/data_viz_lab_4

UCU Data Visualization Assignment 4

Primary LanguageJupyter Notebook

Data Visualization Lab 4

Access the interactive dashboard here: Data Viz Lab 4 on PythonAnywhere

This repository contains an interactive web application developed with Dash for visualizing earthquake data. It demonstrates advanced data visualization techniques and user interactivity.

Deployment

The application is deployed on PythonAnywhere, a free hosting platform that supports Python applications. This allows users to access the visualization without local setup. The deployment might be slower depending on the dataset's size, but this can be mitigated by techniques like data resampling or narrowing the scope of data with filters.

File Structure

  • app.py: Contains the main Dash application setup, layout, and callback definitions.
  • requirements.txt: Lists all necessary Python libraries for replicating the app environment.
  • notebooks/: Contains Jupyter notebooks with research code for initial data exploration and analysis.
  • data/: Directory for the earthquake data used in the application.

Key Features

  • Interactive Components:
    • Map View: Use box select to highlight specific earthquake regions.
    • Time Series Plot: Use Plotly's zoom tool to select time ranges.
    • Magnitude Distribution Plot: Use box select to filter by various levels of magnitude.
  • Cross-Plot Interaction: Selections in one visualization dynamically update the others, providing a cohesive and interactive data exploration experience.
  • Resetting Filters:
    • To reset a filter, select the tool you used for filtering and double-click within the plot area.
    • To reset zoom, click the "Reset Axes" button in the upper right corner of the plot.
  • Legends: Each plot has its own legend to help identify the data being displayed.

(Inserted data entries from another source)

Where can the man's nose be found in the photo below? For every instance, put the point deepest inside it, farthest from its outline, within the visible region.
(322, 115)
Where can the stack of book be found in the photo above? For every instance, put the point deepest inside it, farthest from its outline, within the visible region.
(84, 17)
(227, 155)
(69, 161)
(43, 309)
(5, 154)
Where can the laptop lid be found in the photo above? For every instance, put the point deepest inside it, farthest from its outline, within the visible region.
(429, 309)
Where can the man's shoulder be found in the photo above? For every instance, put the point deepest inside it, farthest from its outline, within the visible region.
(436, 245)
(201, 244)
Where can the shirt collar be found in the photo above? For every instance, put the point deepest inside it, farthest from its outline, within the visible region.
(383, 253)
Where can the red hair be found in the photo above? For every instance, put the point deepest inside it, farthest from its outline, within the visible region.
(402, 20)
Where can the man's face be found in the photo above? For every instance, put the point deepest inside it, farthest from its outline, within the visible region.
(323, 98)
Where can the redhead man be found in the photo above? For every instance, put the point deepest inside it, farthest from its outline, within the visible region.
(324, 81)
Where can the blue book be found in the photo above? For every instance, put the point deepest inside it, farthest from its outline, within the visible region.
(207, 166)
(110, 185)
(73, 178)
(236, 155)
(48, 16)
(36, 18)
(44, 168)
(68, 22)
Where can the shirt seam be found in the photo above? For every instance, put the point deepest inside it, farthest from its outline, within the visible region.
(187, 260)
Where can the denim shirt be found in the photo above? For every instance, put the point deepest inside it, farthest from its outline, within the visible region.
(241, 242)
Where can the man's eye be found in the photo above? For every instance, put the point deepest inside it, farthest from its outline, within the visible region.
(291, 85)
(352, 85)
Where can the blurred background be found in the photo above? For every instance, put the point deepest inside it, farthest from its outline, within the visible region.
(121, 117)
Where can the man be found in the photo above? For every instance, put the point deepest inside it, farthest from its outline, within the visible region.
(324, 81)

Accessing and Exploring the Code

You have multiple options to explore and run the code:

  1. View the Deployed Application: Visit Data Viz Lab 4 on PythonAnywhere to see the interactive dashboard in action.
  2. Run Locally:
    • Clone the repository: git clone https://github.com/Reennon/data_viz_lab_4.git
    • Navigate to the project directory: cd data_viz_lab_4
    • Create a virtual environment: python -m venv venv
    • Activate the virtual environment:
      • On Windows: venv\Scripts\activate
      • On macOS/Linux: source venv/bin/activate
    • Install dependencies: pip install -r requirements.txt
    • Run the application: python app.py
  3. Explore Notebooks: The notebooks/ directory contains Jupyter notebooks with research code for initial data exploration and analysis. You can open these notebooks locally to understand the data processing steps.

Examples

Screenshot 2024-06-26 at 19.46.46.png Screenshot 2024-06-26 at 19.45.14.png Screenshot 2024-06-26 at 19.45.44.png Screenshot 2024-06-26 at 19.43.45.png

Conclusion

This project leverages Dash to create a dynamic and interactive experience for data exploration, deployed on a web platform for easy access globally. The techniques used here illustrate a practical approach to handling and visualizing complex datasets in an interactive environment.